Interpretation of summary statistics - Deblur

ptalebic · May 5, 2020, 5:35pm

Hi,

I run Deblur on my data (single-end reads generated using Illumina Miseq) and then created two artifacts containing summary statistics using this block of commands:

qiime metadata tabulate
--m-input-file demux-filter-stats.qza
--o-visualization demux-filter-stats.qzv
qiime deblur visualize-stats
--i-deblur-stats deblur-stats.qza
--o-visualization deblur-stats.qzv

This is the results:

My questions:

1- Is it weird to get ZERO for reads-too-short-after-truncation and reads-exceeding-maximum-ambiguous-bases? How about reads-truncated? Could it be because my data had been quality filtered before importing into QIIME2?

2- What is the most important column of the second table (second screenshot) that I need to take into account before proceeding with the next step of my analysis? What is reads-hit-reference? what is reference here?

3- What is reads dereplication?

Sorry for asking basic questions and thank you for creating this amazing forum that is helping me through my first project.

Mehrbod_Estaki · May 6, 2020, 7:00am

Hi @ptalebic,
Check out this previous post that may give some more detailed insights regarding deblur stats meanings.
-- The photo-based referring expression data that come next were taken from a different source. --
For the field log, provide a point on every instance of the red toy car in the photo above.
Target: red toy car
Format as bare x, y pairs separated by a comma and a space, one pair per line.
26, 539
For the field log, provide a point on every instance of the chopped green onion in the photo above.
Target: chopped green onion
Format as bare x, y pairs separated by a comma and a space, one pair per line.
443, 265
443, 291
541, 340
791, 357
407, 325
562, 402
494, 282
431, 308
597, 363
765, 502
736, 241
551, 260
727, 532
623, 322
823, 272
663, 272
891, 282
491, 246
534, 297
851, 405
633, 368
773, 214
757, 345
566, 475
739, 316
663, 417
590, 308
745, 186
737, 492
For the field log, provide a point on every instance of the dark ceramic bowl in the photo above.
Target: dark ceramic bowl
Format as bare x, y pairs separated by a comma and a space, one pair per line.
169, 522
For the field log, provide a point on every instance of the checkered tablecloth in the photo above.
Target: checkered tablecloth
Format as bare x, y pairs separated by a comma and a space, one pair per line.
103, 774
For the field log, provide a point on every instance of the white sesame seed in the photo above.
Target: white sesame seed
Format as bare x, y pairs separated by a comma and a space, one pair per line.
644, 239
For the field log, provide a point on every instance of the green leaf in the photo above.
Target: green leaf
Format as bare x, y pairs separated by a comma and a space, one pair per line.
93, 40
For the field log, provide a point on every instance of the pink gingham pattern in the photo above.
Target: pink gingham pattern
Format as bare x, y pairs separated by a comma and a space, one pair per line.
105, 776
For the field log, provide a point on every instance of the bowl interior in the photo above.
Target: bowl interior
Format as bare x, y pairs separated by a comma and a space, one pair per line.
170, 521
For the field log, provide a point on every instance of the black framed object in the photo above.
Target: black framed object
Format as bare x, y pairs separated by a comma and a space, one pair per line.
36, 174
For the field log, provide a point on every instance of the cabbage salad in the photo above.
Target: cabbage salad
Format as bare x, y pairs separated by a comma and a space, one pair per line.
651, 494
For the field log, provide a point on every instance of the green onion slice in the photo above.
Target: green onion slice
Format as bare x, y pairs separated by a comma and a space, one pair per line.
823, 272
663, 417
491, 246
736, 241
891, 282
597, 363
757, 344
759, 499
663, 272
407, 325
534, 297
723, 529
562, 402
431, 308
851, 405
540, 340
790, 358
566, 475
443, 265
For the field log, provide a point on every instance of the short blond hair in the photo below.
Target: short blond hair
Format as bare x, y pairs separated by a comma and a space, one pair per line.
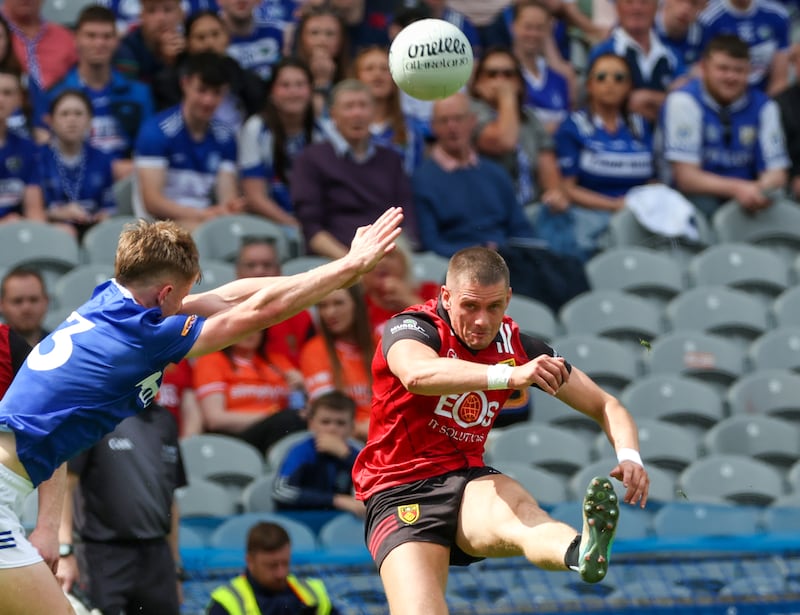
150, 250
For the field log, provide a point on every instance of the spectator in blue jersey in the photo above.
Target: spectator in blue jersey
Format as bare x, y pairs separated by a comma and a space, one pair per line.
120, 341
723, 138
321, 41
339, 184
652, 65
255, 45
245, 93
155, 43
390, 127
550, 86
20, 180
604, 150
679, 29
764, 26
266, 584
186, 160
316, 472
271, 140
76, 177
119, 105
510, 133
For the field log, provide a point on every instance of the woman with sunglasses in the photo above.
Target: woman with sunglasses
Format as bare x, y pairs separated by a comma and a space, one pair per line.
510, 133
604, 151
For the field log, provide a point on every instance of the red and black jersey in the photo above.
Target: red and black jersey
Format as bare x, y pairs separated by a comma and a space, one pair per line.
413, 437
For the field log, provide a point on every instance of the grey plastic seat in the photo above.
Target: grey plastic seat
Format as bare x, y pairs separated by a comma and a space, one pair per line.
718, 309
613, 314
232, 533
776, 349
546, 487
204, 498
533, 317
638, 270
707, 357
776, 227
694, 519
769, 439
220, 238
551, 448
754, 269
99, 243
612, 364
769, 391
734, 478
786, 308
673, 398
222, 459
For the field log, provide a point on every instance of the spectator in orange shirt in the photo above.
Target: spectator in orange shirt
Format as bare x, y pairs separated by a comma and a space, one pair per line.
243, 394
340, 355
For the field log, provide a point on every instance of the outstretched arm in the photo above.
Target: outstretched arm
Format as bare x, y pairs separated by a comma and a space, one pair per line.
271, 300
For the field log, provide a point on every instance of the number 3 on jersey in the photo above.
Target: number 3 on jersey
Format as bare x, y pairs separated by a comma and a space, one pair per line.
62, 345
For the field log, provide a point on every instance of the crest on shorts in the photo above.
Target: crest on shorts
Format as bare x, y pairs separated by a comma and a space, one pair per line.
409, 513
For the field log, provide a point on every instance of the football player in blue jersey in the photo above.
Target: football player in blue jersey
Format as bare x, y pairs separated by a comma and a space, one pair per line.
105, 363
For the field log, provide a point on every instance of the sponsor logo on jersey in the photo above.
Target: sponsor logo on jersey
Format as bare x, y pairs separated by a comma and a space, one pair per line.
408, 513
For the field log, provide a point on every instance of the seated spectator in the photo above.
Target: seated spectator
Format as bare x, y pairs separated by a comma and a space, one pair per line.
390, 127
255, 45
316, 472
321, 42
243, 394
604, 150
342, 184
510, 133
76, 177
550, 84
205, 33
652, 66
154, 43
24, 303
185, 160
271, 140
679, 29
340, 355
723, 138
764, 26
119, 104
267, 581
20, 180
258, 257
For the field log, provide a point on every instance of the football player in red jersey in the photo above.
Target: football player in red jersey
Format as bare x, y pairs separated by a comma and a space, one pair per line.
444, 370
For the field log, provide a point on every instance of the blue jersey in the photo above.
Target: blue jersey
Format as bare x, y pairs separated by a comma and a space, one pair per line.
654, 71
118, 110
100, 366
741, 141
18, 170
191, 166
259, 51
86, 180
610, 164
764, 26
547, 95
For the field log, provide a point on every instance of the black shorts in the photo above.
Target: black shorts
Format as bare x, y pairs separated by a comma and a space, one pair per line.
423, 511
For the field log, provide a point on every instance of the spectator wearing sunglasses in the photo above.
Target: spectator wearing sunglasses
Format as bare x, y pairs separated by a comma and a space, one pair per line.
603, 151
723, 138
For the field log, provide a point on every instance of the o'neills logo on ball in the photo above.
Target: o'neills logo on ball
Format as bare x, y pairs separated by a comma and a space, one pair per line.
429, 50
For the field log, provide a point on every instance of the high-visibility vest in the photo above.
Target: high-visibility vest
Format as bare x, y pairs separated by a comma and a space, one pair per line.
238, 597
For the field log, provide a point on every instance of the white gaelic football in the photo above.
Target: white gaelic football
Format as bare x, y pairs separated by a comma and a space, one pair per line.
430, 59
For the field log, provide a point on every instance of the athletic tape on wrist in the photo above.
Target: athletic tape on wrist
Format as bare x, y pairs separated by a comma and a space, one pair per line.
498, 376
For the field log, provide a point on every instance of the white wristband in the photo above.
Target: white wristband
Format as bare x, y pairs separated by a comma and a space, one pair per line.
629, 454
498, 376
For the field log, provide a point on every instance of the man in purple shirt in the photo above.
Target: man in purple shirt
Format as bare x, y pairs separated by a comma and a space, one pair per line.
341, 184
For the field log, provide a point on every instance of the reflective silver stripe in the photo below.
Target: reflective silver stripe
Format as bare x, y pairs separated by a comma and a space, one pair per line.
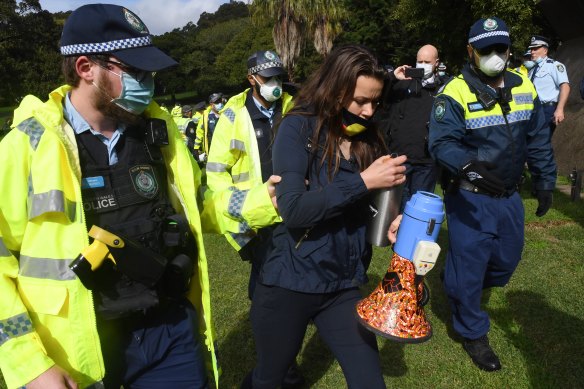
52, 201
237, 145
228, 113
236, 202
33, 129
46, 268
4, 252
97, 385
240, 177
216, 167
15, 326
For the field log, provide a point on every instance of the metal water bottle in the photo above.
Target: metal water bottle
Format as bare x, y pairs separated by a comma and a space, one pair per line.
385, 207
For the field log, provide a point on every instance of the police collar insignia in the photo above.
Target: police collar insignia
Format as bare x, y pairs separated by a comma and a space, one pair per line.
439, 109
490, 25
135, 22
144, 180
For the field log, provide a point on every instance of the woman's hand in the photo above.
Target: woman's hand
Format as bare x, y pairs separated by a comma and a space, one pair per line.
393, 227
55, 377
385, 172
271, 184
400, 72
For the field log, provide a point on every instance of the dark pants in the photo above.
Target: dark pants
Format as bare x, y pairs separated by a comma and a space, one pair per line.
418, 177
485, 241
256, 251
159, 349
279, 319
548, 111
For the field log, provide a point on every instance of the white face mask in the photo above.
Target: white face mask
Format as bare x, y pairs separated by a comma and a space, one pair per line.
271, 90
492, 64
428, 69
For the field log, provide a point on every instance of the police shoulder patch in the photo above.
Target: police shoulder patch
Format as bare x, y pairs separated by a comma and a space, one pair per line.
439, 109
476, 106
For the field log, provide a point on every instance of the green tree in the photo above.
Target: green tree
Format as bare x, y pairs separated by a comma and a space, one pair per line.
296, 21
29, 56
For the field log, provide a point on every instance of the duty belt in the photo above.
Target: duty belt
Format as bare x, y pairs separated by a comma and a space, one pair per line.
468, 186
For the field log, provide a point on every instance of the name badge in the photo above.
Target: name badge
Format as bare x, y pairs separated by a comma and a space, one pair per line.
92, 182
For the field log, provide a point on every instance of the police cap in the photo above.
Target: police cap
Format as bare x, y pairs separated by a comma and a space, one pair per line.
108, 28
487, 32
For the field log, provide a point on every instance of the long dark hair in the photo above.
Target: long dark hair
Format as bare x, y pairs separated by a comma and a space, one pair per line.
330, 89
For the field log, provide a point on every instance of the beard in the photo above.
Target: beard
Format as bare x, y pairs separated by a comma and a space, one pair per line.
109, 109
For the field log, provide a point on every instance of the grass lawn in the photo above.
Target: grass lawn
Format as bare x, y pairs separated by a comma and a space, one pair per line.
537, 321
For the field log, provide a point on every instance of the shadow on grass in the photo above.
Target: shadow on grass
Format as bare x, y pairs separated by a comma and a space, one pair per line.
551, 341
237, 355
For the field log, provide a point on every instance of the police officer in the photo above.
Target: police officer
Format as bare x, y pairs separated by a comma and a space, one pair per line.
185, 123
206, 126
443, 76
484, 126
550, 78
100, 152
526, 65
239, 168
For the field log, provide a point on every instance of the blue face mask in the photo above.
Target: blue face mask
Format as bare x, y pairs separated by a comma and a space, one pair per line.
135, 95
528, 64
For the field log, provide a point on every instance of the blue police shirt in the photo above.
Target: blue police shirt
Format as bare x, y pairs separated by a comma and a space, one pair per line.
549, 75
80, 125
269, 113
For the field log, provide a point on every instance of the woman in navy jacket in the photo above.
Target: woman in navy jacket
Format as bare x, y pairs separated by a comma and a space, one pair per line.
329, 156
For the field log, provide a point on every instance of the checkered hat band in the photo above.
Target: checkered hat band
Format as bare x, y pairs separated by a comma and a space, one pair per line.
488, 35
264, 66
106, 47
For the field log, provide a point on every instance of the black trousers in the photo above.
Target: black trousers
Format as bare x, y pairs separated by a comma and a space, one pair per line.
279, 320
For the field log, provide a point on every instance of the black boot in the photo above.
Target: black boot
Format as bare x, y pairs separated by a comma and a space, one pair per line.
293, 378
482, 354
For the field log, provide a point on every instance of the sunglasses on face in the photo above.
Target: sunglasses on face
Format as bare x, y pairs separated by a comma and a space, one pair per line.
499, 49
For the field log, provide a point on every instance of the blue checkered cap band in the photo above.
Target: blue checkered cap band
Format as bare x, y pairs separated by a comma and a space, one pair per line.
488, 35
264, 66
106, 47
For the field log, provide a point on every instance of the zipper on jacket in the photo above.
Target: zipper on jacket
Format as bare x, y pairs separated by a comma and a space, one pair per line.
303, 237
510, 134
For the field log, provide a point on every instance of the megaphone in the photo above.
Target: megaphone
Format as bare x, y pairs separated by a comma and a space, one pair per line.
393, 309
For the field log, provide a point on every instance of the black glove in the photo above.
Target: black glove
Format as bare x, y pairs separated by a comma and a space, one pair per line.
477, 172
544, 202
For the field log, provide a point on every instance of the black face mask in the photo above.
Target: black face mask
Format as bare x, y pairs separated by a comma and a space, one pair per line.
354, 124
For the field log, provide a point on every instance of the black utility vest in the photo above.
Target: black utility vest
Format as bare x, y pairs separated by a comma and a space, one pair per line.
128, 199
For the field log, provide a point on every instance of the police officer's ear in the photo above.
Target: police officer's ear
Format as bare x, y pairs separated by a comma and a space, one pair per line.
86, 69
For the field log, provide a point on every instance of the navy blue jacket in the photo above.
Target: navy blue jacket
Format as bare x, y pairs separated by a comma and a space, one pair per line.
462, 130
320, 247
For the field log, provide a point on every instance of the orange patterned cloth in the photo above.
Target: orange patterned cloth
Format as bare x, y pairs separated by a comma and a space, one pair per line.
392, 309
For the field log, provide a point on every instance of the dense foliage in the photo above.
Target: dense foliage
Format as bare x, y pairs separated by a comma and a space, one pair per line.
212, 53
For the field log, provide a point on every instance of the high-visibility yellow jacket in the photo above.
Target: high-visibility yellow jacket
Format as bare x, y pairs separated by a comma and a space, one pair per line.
235, 190
176, 111
46, 315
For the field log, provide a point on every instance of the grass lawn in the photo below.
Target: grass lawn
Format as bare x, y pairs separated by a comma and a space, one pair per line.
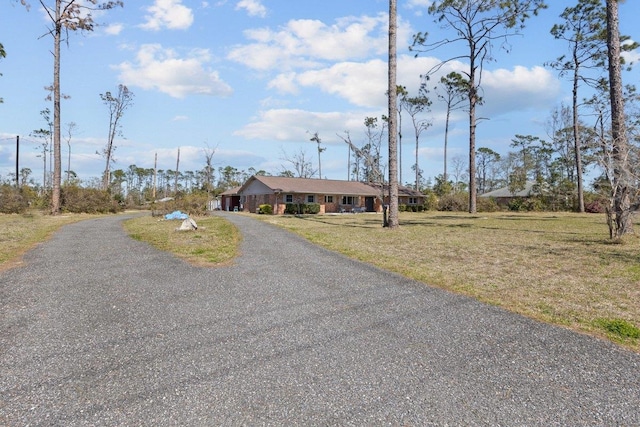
214, 243
19, 233
560, 268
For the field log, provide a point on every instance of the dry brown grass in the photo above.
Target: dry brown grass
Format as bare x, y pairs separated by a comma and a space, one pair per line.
21, 232
214, 243
556, 267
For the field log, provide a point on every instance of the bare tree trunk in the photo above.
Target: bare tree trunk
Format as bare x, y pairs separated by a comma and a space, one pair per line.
473, 97
57, 162
393, 221
621, 173
576, 137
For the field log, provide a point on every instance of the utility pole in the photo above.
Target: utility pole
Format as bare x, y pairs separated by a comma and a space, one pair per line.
155, 175
175, 185
316, 138
17, 157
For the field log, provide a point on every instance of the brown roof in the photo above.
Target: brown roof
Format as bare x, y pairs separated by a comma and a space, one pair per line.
313, 186
231, 191
402, 190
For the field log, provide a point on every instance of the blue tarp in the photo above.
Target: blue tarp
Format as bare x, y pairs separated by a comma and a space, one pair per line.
176, 215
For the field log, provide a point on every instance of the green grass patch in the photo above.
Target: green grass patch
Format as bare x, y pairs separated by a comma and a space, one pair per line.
214, 243
619, 328
559, 268
21, 232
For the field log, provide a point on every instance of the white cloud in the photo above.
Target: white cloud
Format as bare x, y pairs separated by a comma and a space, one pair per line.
170, 14
114, 29
158, 68
518, 89
294, 125
305, 43
360, 83
253, 7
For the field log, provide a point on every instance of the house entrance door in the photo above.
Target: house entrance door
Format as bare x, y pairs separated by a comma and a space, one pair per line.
368, 202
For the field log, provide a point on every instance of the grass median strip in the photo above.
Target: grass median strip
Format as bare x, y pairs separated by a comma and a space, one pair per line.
214, 243
559, 268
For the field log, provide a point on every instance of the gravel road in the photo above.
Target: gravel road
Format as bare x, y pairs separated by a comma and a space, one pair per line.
97, 329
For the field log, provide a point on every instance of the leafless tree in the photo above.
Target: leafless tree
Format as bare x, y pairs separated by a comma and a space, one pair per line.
65, 16
116, 105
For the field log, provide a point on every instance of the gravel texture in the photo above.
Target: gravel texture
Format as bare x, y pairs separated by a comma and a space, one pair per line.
100, 330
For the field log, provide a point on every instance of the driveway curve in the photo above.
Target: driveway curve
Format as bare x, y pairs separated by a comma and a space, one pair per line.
100, 330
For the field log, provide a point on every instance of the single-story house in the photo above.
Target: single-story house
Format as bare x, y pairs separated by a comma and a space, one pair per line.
504, 195
333, 196
230, 199
406, 195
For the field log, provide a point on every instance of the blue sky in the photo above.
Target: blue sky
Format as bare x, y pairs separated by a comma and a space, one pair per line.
254, 79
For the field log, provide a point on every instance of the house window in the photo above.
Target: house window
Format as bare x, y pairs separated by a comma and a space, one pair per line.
348, 200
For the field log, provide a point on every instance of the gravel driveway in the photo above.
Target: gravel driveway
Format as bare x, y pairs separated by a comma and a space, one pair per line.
98, 329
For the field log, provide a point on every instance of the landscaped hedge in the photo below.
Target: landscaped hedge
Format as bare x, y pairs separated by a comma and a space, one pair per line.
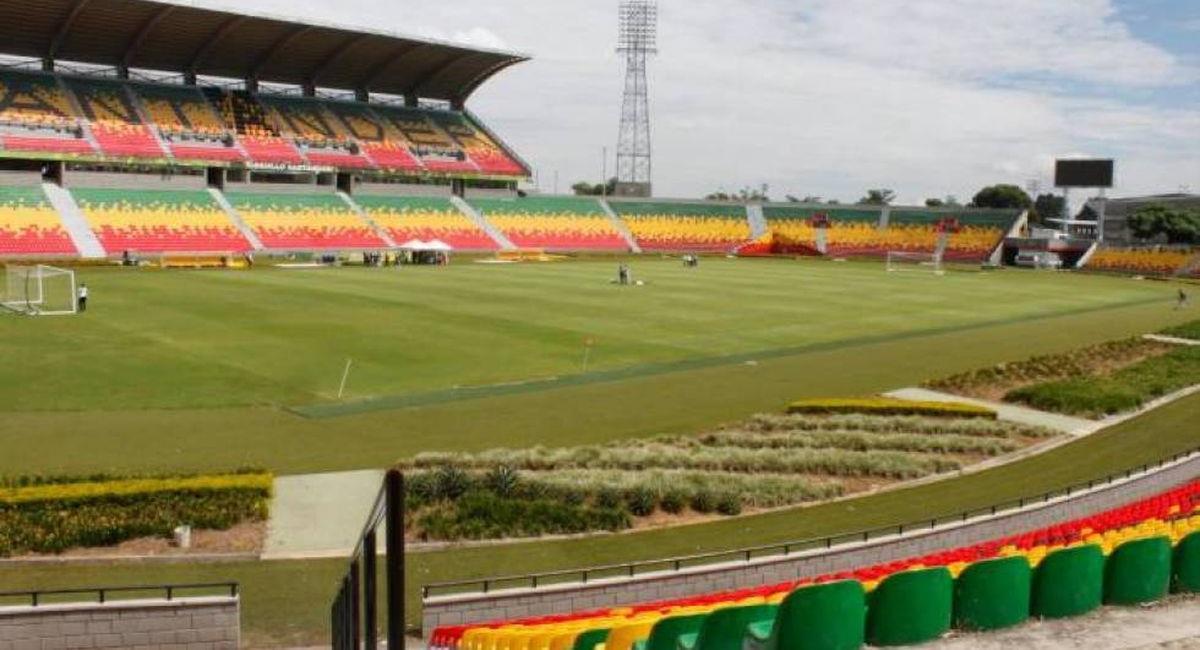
1121, 391
51, 516
1188, 330
887, 405
1089, 361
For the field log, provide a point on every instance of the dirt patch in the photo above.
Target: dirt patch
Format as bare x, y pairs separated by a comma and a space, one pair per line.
245, 537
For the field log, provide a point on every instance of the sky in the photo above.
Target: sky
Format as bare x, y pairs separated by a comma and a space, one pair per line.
832, 97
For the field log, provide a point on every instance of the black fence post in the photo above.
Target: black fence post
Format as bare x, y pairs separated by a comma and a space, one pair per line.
355, 626
394, 516
370, 619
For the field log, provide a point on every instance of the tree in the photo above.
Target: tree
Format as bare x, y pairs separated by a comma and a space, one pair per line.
1047, 206
1177, 226
745, 194
1002, 196
877, 197
585, 188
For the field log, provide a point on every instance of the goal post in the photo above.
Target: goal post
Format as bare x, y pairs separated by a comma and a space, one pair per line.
910, 260
40, 290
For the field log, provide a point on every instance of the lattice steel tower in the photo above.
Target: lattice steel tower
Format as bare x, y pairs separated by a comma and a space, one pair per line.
637, 38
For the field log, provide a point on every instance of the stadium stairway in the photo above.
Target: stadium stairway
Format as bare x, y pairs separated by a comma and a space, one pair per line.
492, 232
76, 224
619, 226
757, 221
363, 215
232, 212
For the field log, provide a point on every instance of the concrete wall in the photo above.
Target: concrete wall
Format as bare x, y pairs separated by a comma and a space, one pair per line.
133, 181
183, 624
762, 571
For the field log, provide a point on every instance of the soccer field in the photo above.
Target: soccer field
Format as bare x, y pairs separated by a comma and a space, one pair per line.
209, 369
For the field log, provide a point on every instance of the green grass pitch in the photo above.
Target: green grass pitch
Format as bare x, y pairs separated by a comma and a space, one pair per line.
207, 369
192, 371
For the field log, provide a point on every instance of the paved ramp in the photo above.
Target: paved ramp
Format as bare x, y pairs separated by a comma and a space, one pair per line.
317, 515
1066, 423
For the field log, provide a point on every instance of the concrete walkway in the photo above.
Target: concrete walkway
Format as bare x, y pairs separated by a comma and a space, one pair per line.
319, 515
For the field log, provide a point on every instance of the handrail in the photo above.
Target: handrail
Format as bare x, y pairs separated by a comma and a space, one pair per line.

Some of your other questions below:

Nope. Just depends on what your deblur input was. From the looks of it you didn't do any truncating so none of the reads were truncated and thus the 0 s.

This first visualizer is really only describing # of reads you had (total-input-reads), how many were retained after truncating/length filtering (total-retaind-reads), and the other 3 columns explain what happened in the other filtering steps.

The column reads-hit-reference is going to show the total # of reads you retained following deblur. This should match the number of reads per sample you see if you were to summarize your feature-table with feature-table summarize.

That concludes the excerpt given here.